Eligibility Criteria

  1. Must be a UK homeowner for homeowner loans.
  2. Minimum age of 21 for homeowner loans, 18 for unsecured loans.
  3. Joint applications required for jointly-owned property.
  4. Income, affordability, and credit history are assessed.

Application Process

  • Initial Inquiry: Complete a simple online form or speak to an advisor directly.
  • Application Submission: Provide personal, property, and financial information.
  • Advisor Call: A dedicated advisor will confirm details and discuss your loan structure.
  • Approval and Disbursement: After verification, the funds are transferred within 2-3 weeks.

Conclusion

Central Trust Bank is a trusted lender in the UK with a proven record of offering personalized loan products and services. Their extensive range of secured and unsecured loans cater to diverse financial needs while emphasizing flexibility and customer satisfaction. Potential borrowers should carefully evaluate their financial situation and consult Central Trust’s advisors for suitable loan recommendations.

This article is accurate as of May 2024. Visit the Central Trust website or speak to their customer support for the latest updates.

Frequently asked questions

What types of loans does Central Trust offer?

Central Trust provides a variety of loan products, including:

  • Homeowner Loans
  • Second Charge Mortgages
  • Debt Consolidation Loans
  • Unsecured Loans

Who is eligible for a Central Trust loan?

Eligibility varies by loan type:

  • Homeowner Loans: Applicants must own a home and be at least 21 years old.
  • Second Charge Mortgages: Homeownership is required.
  • Debt Consolidation Loans: Available for those looking to consolidate high-interest debt.
  • Unsecured Loans: Applicants must be at least 18 years old.

How much can I borrow from Central Trust?

The borrowing range is £3,000 to £250,000 for secured loans, depending on the loan type. Unsecured loans generally range from £3,000 to £25,000.

Can I pay off my loan early?

Yes, you can make additional payments or repay the loan early without incurring penalties, helping to reduce overall costs.

What is a second charge mortgage, and how does it work?

A second charge mortgage is a secondary loan secured against your property, taken in addition to your primary mortgage. It's suitable for homeowners needing extra funding and is repaid concurrently with your first mortgage.

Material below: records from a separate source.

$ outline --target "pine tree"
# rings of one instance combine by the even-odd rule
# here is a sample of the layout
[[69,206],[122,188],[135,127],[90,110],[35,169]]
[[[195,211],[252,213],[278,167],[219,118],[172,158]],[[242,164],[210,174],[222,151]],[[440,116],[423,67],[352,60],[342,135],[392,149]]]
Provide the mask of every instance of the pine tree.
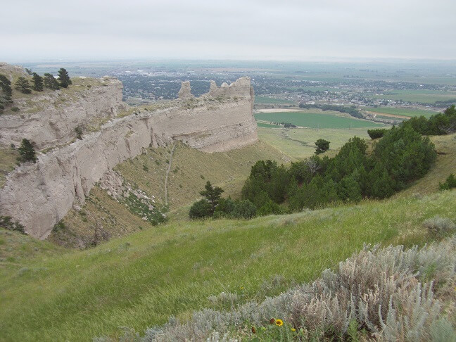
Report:
[[44,87],[52,90],[58,90],[60,89],[60,85],[53,75],[46,73],[44,74]]
[[33,72],[33,90],[35,91],[43,91],[43,77],[37,72]]
[[20,146],[18,148],[19,151],[20,156],[18,158],[18,160],[20,162],[27,162],[32,161],[33,163],[37,163],[37,155],[35,153],[34,148],[32,146],[32,143],[30,140],[26,139],[23,139],[22,142],[20,143]]
[[213,187],[211,185],[210,182],[209,181],[208,181],[204,187],[205,190],[201,191],[200,194],[201,196],[203,196],[210,203],[212,213],[214,213],[215,207],[218,204],[218,201],[220,199],[220,195],[222,192],[224,192],[224,190],[218,186]]
[[62,88],[67,88],[68,85],[71,84],[71,80],[68,76],[68,72],[63,68],[61,68],[58,70],[58,81]]
[[315,150],[315,154],[322,153],[326,152],[329,149],[329,142],[327,140],[324,139],[319,139],[315,141],[315,145],[317,145],[317,149]]
[[15,88],[23,94],[30,94],[32,89],[27,80],[20,76],[15,83]]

Should I choose a fixed or variable interest rate?

It depends on your financial preferences:

  • Fixed Rate: Offers stable monthly payments, helping you budget effectively.
  • Variable Rate: Changes with the Bank of England’s base rate, potentially saving you money if rates drop but can increase if rates rise.

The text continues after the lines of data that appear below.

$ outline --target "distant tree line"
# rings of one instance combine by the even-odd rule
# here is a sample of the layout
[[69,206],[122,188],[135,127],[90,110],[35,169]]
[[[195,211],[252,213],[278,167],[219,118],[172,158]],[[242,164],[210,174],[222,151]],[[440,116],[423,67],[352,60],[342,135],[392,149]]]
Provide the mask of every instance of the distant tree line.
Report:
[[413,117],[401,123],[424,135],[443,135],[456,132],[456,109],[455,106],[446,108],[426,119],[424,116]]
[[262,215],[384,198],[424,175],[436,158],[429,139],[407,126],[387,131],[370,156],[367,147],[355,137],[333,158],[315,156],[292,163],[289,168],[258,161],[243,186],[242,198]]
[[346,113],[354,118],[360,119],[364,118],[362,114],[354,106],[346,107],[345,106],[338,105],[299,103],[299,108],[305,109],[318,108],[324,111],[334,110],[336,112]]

How long does it take to get approved for a loan?

The approval process generally takes about 2-3 weeks after the application submission, assuming all required documents are provided.

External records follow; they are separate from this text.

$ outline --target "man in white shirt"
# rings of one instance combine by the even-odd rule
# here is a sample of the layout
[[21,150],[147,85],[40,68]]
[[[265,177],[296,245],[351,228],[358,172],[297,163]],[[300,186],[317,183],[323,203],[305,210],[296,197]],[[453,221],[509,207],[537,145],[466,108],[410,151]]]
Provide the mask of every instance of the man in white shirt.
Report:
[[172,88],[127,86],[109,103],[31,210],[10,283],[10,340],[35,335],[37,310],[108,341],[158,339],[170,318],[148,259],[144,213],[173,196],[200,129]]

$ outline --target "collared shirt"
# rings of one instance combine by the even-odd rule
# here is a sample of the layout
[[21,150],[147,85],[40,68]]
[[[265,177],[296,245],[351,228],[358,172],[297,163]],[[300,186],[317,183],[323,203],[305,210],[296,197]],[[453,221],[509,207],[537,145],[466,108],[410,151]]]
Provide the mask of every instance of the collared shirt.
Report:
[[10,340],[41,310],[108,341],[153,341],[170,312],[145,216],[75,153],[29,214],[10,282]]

How can I apply for a loan with Central Trust?

Complete an initial online inquiry form or speak with an advisor directly. After submission, a dedicated advisor will contact you to confirm your information and guide you through the application process.

What is the typical APR for Central Trust loans?

The typical Annual Percentage Rate of Charge (APRC) is 13.4%, varying based on the applicant's credit profile and loan type.

What can Central Trust loans be used for?

Different loans have specific purposes:

  • Homeowner Loans: Should not fund speculative investments.
  • Second Charge Mortgages: Must relate to property spending.
  • Debt Consolidation Loans: Should consolidate existing debt.
  • Unsecured Loans: Cannot fund unlawful activities or gambling.